In this case the prediction intervals were calculated using an analytical formula. This is not available for all models. For these other models, prediction intervals are calculated by performing multiple simulations (1000 by default) and using the percentiles of the simulation results. This is done internally by the get_prediction method.

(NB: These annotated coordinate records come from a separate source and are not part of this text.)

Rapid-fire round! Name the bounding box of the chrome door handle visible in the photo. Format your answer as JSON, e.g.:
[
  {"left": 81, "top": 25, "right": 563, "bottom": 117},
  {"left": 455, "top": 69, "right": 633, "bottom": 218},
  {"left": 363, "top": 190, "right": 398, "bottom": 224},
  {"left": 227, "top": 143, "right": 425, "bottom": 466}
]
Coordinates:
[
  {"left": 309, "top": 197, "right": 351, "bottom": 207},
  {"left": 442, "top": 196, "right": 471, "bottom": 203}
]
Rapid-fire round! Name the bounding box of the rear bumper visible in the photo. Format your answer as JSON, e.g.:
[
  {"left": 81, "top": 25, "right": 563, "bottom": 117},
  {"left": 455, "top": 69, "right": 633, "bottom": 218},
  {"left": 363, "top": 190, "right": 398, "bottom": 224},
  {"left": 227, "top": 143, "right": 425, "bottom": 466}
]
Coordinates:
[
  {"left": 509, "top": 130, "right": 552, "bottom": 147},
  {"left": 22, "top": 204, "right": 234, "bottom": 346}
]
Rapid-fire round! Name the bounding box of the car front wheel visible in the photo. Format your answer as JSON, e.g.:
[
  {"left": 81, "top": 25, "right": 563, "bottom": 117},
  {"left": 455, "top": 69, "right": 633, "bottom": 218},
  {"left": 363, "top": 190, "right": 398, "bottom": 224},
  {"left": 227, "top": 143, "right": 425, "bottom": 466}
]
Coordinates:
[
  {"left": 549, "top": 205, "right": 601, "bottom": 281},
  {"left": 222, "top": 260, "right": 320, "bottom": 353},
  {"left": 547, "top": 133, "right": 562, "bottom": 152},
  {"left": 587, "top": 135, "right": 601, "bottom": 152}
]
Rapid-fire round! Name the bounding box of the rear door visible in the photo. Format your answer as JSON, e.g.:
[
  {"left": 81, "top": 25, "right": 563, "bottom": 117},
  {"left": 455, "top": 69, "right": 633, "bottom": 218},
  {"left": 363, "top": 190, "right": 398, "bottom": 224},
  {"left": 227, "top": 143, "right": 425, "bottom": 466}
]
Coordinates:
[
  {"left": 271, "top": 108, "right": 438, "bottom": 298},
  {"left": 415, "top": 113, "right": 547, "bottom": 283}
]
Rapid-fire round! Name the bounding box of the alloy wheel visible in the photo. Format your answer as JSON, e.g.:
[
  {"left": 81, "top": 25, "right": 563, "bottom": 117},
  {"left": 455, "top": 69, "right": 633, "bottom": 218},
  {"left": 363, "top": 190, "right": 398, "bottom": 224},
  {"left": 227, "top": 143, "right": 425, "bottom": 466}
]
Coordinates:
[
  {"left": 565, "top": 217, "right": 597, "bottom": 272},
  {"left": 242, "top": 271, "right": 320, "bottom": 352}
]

We can also manually run simulations, e.g. to plot them. Since the data ranges until end of 2015, we have to simulate from the first quarter of 2016 to the first quarter of 2020, which means 17 steps.

[13]:
simulated = fit.simulate(anchor="end", nsimulations=17, repetitions=100)
[14]:
for i in range(simulated.shape[1]):
    simulated.iloc[:, i].plot(label="_", color="gray", alpha=0.1)
df["mean"].plot(label="mean prediction")
df["pi_lower"].plot(linestyle="--", color="tab:blue", label="95% interval")
df["pi_upper"].plot(linestyle="--", color="tab:blue", label="_")
pred.endog.plot(label="data")
plt.legend()
[14]:
<matplotlib.legend.Legend at 0xadde5de1e8ed>
../../../_images/examples_notebooks_generated_ets_21_1.png

In this case, we chose “end” as simulation anchor, which means that the first simulated value will be the first out of sample value. It is also possible to choose other anchor inside the sample.